El jefe comunal de la denominada ciudad de los diques hizo un repaso por el desfinanciamiento que sufre su gestión: el fondo federal solidario (conocido como fondo de la soja ya que se origina en las retenciones a la exportación del commodity) se redujo en un 50% y la coparticipación municipal, a decir de Mendieta, ha sufrido una disminución significativa, aunque en este caso no se especificaron porcentajes.
Mediante un decreto que será puesto a consideración del Concejo Deliberante, El Carmen creará un fondo extraordinario que busca ahorrar más de un millón de pesos, que serán destinados a la adquisición de máquinas para realizar obras en la ciudad.
“Hoy no estamos haciendo obras”, reconoció el intendente.
Tras la novedad, que guarda enormes similitudes con los gestos que viene solicitando desde Casa Rosada el presidente Mauricio Macri, hubo silencio de radio en el resto de las comunas y en San Martín 450, el palacio del gobierno de Jujuy.
Horas después tuvieron lugar las celebraciones patronales en El Carmen, y allí coincidieron el intendente Adrián Mendieta, y el gobernador Gerardo Morales.
La consulta al mandatario provincial era casi una pregunta obligada. El gobernador, en forma escueta, aseguró que le parecía una buena medida y que esperaba que el resto de las comunas la imiten. Además, adelantó que habría reuniones en la próxima semana para trabajar en el tema.
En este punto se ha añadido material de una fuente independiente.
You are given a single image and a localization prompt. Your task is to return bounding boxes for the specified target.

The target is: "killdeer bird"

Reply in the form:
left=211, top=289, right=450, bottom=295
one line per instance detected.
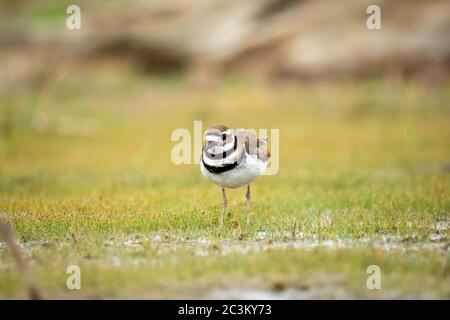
left=200, top=125, right=270, bottom=228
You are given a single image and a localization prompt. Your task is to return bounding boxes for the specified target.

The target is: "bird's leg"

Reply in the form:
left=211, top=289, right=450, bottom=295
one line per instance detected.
left=220, top=188, right=227, bottom=229
left=245, top=185, right=250, bottom=228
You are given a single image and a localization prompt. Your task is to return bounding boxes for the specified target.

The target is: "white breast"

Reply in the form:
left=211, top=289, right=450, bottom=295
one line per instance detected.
left=200, top=155, right=267, bottom=188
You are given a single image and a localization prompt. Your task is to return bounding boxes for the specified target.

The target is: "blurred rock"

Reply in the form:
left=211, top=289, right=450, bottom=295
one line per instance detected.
left=0, top=0, right=450, bottom=81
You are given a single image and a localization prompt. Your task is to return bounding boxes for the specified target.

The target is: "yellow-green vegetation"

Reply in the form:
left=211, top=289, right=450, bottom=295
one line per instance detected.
left=0, top=70, right=450, bottom=298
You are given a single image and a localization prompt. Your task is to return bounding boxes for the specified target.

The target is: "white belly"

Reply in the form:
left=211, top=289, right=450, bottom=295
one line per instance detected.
left=200, top=155, right=267, bottom=188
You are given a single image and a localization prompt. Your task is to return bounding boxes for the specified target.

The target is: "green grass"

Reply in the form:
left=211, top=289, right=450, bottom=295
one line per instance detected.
left=0, top=70, right=450, bottom=298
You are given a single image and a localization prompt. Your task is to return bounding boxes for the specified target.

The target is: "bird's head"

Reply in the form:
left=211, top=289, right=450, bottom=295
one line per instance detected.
left=205, top=124, right=234, bottom=145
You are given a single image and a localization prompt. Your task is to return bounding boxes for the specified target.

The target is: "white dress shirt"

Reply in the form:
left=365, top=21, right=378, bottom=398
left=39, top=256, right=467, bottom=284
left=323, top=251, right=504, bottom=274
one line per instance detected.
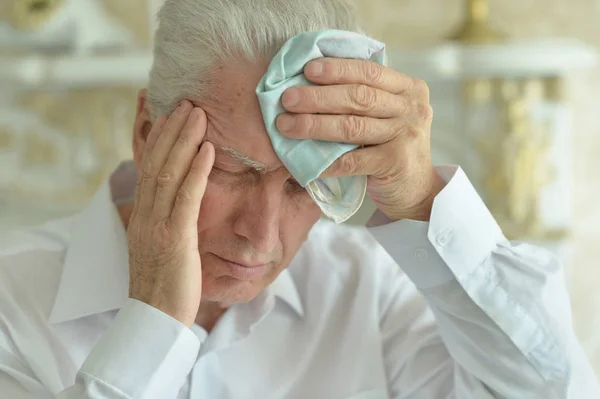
left=0, top=163, right=600, bottom=399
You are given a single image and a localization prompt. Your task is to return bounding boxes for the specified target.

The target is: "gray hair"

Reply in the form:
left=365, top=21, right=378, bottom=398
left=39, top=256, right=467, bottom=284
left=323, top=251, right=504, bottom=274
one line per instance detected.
left=147, top=0, right=363, bottom=118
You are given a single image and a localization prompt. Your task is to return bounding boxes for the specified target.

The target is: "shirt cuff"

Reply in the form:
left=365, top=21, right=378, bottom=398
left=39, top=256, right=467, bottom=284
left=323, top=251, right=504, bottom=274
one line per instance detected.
left=369, top=166, right=506, bottom=289
left=80, top=298, right=200, bottom=398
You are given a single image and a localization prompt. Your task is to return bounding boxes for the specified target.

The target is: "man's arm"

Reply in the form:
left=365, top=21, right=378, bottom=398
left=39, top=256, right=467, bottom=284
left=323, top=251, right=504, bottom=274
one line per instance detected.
left=371, top=168, right=600, bottom=399
left=0, top=299, right=200, bottom=399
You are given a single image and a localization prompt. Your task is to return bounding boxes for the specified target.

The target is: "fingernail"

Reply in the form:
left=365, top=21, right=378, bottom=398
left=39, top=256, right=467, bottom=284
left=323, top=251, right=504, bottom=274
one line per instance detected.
left=304, top=62, right=323, bottom=76
left=281, top=89, right=300, bottom=107
left=176, top=100, right=185, bottom=112
left=277, top=114, right=296, bottom=132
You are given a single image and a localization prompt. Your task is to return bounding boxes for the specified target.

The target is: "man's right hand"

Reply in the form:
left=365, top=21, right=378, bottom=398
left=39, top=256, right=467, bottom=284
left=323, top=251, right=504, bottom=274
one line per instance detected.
left=127, top=101, right=215, bottom=327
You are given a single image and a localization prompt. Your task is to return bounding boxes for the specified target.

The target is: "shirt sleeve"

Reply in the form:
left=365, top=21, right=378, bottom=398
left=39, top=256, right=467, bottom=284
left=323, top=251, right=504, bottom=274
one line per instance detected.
left=0, top=299, right=200, bottom=399
left=369, top=167, right=600, bottom=399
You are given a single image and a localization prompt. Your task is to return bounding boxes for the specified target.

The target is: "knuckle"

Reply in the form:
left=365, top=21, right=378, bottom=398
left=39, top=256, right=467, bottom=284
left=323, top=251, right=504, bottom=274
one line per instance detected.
left=341, top=154, right=358, bottom=173
left=342, top=115, right=366, bottom=143
left=351, top=85, right=377, bottom=111
left=362, top=62, right=383, bottom=83
left=175, top=187, right=192, bottom=205
left=312, top=87, right=325, bottom=106
left=417, top=104, right=433, bottom=122
left=152, top=219, right=179, bottom=250
left=413, top=78, right=429, bottom=98
left=156, top=170, right=175, bottom=187
left=403, top=125, right=421, bottom=142
left=142, top=157, right=156, bottom=180
left=175, top=132, right=190, bottom=147
left=295, top=114, right=318, bottom=136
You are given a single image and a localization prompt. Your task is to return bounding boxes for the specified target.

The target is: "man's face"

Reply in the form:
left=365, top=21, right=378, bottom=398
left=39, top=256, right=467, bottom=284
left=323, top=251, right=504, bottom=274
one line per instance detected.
left=138, top=64, right=321, bottom=305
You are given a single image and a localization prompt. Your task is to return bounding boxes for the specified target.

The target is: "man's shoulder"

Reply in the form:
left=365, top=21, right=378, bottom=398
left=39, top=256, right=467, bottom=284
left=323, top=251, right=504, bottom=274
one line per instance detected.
left=291, top=220, right=398, bottom=283
left=0, top=218, right=72, bottom=313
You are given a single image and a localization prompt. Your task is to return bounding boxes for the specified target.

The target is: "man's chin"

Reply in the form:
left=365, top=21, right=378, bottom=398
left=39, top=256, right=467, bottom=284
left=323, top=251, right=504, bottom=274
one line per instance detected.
left=202, top=276, right=261, bottom=306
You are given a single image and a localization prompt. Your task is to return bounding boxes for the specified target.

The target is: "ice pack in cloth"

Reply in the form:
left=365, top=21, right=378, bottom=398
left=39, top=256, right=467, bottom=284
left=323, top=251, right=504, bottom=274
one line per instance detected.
left=256, top=30, right=385, bottom=223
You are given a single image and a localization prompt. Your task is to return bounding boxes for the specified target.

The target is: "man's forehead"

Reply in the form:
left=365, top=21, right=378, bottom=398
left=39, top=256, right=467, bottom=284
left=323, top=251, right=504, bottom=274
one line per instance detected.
left=213, top=144, right=283, bottom=172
Sin embargo, el lenguaje corporal del gobernador permitía inferir que el tema lo incomoda.
La discusión lleva tiempo, fue planteada nada menos que por el gobierno nacional con el presidente Mauricio Macri a la cabeza, y se profundiza con la crisis económica.
En tiempos en donde la ciudadanía en general sufre los embates de la inflación, la suba de las tarifas y la merma significativa en el consumo con su consecuente impacto en el comercio, la dirigencia política, la clase gobernante, los que desde un puesto de jerarquía en el estado gozan de buen pasar, deben acompañar con el ajuste.
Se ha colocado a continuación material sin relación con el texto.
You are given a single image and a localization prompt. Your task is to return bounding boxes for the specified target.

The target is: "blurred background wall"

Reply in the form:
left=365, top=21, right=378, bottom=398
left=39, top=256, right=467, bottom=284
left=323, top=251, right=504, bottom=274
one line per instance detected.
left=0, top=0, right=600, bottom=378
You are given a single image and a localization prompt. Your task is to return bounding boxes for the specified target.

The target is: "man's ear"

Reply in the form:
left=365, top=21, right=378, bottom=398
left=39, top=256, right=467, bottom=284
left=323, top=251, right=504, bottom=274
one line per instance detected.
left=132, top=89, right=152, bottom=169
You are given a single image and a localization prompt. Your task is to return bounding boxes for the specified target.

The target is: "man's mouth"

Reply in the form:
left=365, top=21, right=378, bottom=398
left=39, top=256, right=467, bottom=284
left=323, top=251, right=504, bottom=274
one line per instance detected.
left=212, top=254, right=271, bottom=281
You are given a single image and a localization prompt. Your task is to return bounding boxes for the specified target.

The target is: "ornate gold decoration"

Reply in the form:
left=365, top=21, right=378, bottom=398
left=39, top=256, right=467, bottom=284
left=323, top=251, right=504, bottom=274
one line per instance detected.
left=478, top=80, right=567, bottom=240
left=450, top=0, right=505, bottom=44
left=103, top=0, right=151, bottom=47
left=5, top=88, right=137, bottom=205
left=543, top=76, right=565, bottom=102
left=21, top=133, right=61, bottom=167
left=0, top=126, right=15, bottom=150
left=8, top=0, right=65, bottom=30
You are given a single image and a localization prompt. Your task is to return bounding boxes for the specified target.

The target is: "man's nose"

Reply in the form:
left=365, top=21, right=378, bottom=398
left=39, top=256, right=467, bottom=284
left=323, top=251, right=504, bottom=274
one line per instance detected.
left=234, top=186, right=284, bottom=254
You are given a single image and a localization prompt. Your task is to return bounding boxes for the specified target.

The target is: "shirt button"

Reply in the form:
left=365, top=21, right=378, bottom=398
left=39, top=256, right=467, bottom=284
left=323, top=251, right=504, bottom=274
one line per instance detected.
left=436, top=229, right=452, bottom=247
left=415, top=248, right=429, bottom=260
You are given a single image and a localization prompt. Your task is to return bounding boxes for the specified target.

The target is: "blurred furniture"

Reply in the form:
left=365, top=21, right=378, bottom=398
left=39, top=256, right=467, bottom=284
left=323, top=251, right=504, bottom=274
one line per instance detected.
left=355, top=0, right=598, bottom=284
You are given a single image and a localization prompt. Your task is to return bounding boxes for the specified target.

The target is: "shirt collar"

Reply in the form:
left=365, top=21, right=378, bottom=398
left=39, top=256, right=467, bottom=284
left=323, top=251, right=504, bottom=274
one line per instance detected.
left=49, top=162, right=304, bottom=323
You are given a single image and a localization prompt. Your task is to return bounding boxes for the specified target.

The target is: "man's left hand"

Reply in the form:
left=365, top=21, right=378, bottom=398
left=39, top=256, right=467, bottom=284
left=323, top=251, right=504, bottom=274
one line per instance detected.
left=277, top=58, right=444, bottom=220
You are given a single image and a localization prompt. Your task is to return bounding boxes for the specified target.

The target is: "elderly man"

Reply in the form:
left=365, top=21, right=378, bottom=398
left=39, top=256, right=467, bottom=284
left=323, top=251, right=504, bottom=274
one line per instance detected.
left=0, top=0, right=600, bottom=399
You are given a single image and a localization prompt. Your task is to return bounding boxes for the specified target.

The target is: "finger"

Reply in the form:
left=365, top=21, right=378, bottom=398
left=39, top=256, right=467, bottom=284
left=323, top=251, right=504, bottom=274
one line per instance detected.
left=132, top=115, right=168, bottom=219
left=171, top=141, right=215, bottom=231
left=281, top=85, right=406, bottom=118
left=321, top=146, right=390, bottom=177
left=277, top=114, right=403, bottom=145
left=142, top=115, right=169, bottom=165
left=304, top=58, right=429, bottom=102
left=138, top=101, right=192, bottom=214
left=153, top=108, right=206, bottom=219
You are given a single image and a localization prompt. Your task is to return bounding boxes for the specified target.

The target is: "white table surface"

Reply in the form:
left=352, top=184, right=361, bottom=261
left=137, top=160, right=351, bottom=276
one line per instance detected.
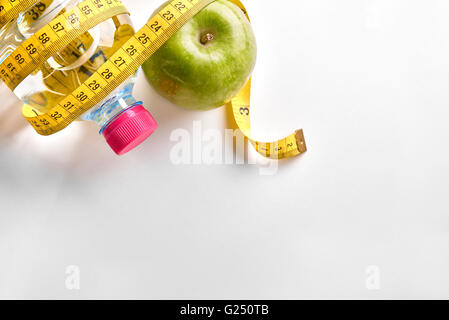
left=0, top=0, right=449, bottom=299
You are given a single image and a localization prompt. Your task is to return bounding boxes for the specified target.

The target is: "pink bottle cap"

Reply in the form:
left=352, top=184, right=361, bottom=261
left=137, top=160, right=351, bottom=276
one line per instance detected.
left=103, top=104, right=157, bottom=156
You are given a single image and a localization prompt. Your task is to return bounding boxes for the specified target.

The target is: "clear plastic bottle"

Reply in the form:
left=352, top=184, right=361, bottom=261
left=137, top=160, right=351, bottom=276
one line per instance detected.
left=0, top=0, right=157, bottom=155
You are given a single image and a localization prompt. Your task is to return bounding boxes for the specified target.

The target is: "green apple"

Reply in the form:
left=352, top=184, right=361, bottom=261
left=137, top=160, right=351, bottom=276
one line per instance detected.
left=142, top=0, right=257, bottom=110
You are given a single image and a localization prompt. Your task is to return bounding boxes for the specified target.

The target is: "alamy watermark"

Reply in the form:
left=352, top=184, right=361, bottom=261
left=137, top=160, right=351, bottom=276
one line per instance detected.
left=170, top=121, right=278, bottom=175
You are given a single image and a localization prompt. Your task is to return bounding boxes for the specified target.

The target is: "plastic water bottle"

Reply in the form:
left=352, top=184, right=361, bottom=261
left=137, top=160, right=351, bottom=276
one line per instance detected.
left=0, top=0, right=157, bottom=155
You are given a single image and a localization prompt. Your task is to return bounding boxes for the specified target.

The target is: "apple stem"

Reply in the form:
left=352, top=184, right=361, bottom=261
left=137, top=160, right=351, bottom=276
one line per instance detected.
left=200, top=33, right=214, bottom=45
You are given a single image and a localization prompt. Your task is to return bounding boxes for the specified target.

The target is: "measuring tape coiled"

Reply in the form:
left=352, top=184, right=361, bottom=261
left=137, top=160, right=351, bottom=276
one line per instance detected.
left=0, top=0, right=129, bottom=90
left=0, top=0, right=306, bottom=159
left=0, top=0, right=38, bottom=28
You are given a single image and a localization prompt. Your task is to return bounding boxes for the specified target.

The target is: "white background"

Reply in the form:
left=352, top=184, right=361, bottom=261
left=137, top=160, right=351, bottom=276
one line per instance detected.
left=0, top=0, right=449, bottom=299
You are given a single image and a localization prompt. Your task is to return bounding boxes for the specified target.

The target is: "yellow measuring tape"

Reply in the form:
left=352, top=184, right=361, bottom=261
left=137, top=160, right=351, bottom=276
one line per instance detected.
left=0, top=0, right=306, bottom=159
left=0, top=0, right=37, bottom=28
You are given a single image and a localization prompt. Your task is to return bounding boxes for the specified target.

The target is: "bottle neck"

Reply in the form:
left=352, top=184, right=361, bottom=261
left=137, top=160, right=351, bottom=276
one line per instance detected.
left=0, top=0, right=71, bottom=63
left=80, top=79, right=137, bottom=133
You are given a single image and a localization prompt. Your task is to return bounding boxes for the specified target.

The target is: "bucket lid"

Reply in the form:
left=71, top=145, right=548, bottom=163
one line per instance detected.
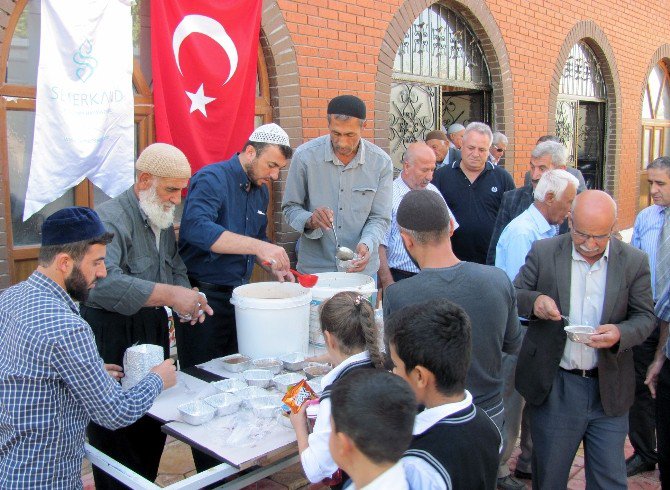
left=312, top=272, right=377, bottom=294
left=230, top=282, right=312, bottom=310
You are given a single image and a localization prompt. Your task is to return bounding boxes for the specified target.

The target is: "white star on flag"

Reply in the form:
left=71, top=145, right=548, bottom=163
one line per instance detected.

Fue el propio presidente el encargado de pedir señales a los dirigentes políticos a través de hechos concretos.
En dos ocasiones se han anunciado desde la Capital Federal decretos en los que se reducen cargos políticos. Además, se ha puesto la lupa en recortar el costo de los viajes, el uso de vehículos oficiales, los viáticos y otros privilegios que un funcionario goza por el sólo hecho de serlo.
Sin embargo, en Jujuy, desde el gobernador hasta los ministros se desentendieron sistemáticamente de la discusión, eludiendo el tema con argumentos sofistas.
La respuesta de los funcionarios en Jujuy siempre fue “no vamos a ajustar los presupuestos de salud ni educación”, cuando en realidad son sus privilegios los que están en la mira.
El impacto del millón de pesos que planea ahorrar el intendente Mendieta y su equipo probablemente no resuelva los problemas macroeconómicos de la provincia ni del país.
Pero es una señal de esfuerzo compartido, un gesto de empatía aislado para el resto de la población que viene padeciendo el camino hacia el saneamiento de la economía en el país.
El gobierno de la provincia y el resto de los municipios, ¿imitarán la iniciativa?